V

682 66 11
                                    

BÖLÜM ADI: 'YENİ BİR MISRA DERİN"

🎈

"Kısaltsana şu eteğini." Diyen Melek'e yan gözle bakarak tek kaşımı kaldırdım. "Niye?" Gözleriyle ileriyi işaret ederek. "Ortaokulun karşısında lise var." Göz kırparak bana döndü. "Düşün bir bakalım."

Dizlerimin altına gelen kareli eteğime bakarak tekrar Melek'e baktım. Yüzümü buruşturarak "Gerek yok." Dediğimde ofladığını duydum. "Çok sıkıcısın Mısra ya!" Tam bir söylecektim ki birisine heyecanla el sallamasıyla duraksadım. O tarafa döndüm.

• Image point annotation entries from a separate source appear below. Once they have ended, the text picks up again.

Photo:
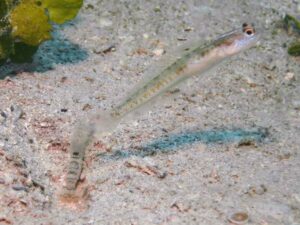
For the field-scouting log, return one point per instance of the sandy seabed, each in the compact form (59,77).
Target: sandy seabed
(223,143)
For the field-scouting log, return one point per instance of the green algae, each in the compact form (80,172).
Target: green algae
(294,48)
(26,24)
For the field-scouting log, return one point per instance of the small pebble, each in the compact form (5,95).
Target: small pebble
(19,187)
(158,51)
(2,181)
(296,104)
(238,218)
(289,76)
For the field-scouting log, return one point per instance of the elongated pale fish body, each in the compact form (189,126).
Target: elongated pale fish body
(193,61)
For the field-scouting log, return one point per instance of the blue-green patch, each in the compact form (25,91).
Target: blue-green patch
(175,142)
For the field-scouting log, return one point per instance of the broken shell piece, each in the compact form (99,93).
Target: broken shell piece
(238,218)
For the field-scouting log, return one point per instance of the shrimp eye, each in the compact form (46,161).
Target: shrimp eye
(249,32)
(248,29)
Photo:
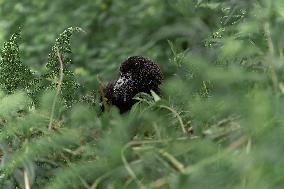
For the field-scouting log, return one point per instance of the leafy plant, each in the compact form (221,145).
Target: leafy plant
(217,123)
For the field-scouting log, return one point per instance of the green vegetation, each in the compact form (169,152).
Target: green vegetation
(218,122)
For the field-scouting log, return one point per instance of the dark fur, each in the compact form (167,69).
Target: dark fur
(136,74)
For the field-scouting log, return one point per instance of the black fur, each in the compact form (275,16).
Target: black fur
(136,74)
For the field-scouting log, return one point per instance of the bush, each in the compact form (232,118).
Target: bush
(217,123)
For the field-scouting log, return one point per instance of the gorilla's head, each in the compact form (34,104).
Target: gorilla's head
(136,74)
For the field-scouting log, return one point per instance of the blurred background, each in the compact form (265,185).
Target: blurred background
(224,79)
(114,30)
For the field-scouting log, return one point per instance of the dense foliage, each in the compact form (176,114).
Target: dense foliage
(217,123)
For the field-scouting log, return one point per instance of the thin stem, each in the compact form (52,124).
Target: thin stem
(60,81)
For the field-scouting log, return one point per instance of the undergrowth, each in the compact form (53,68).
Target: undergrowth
(218,122)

Kafamı o yana çevirdiğimde bir kız görmemle onu incelemeye başladım. Siyah kısa eteği ile siyah deri ceketi uyum içerisindeydi. Bacaklarında ki morluklar dikkatimi çekti. Bize doğru siyah topuklu ayakkabılarıyla ilerlediğinde kaşlarımı çattım. Melek ona bir adım atarak kollarını açtı. "Nil abla!" Bir süre sarıldıktan sonra ayrıldıklarında. Nil gözlerini bana dikti. "Bu ufak kızda kim?"

"Mısra Derin, çok afilli ismi değil mi?" Gülerek beni Nil denen kadına ittirdiğinde sendeledim. Kızıl saçlarım önüne düştü. Ellerimle kulağımın arkasına sıkıştırarak bana bakan kadına döndüm. Yeşil gözlerini kısmış bir süre beni incelemişti. Yamuk bir şekilde sırıtarak. "Melek bu kızdan iş çıkar mı?"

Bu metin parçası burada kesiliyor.